The construction of loss functions presents a major challenge in data-driven modeling involving weak-form operators in PDEs and gradient flows, particularly due to the need to select test functions appropriately. We address this challenge by introducing self-test loss functions, which employ test functions that depend on the unknown parameters, specifically for cases where the operator depends linearly on the unknowns. The proposed self-test loss function conserves energy for gradient flows and coincides with the expected log-likelihood ratio for stochastic differential equations. Importantly, it is quadratic, facilitating theoretical analysis of identifiability and well-posedness of the inverse problem, while also leading to efficient parametric or nonparametric regression algorithms.
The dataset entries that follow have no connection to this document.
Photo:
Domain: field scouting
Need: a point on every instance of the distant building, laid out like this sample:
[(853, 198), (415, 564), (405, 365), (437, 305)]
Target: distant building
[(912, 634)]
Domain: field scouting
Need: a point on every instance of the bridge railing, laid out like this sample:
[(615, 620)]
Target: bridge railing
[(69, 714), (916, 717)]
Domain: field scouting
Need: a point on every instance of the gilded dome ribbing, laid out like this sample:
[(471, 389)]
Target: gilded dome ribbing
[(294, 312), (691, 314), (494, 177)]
It is computationally simple, requiring only low-order derivatives or even being entirely derivative-free, and numerical experiments demonstrate its robustness against noisy and discrete data.

翻译：在涉及偏微分方程弱形式算子与梯度流的数理建模中，损失函数的构建面临重大挑战，这主要源于需要恰当地选择测试函数。针对算子线性依赖于未知参数的情形，我们通过引入自测试损失函数来解决这一挑战，该函数采用依赖于未知参数的测试函数。所提出的自测试损失函数能够保持梯度流的能量守恒性质，并在随机微分方程情形下与期望对数似然比相一致。重要的是，该函数为二次型，便于对反问题的可辨识性与适定性进行理论分析，同时也能导出高效的参数化或非参数化回归算法。其计算过程简洁，仅需低阶导数甚至完全无需导数，数值实验表明该方法对含噪声及离散数据具有鲁棒性。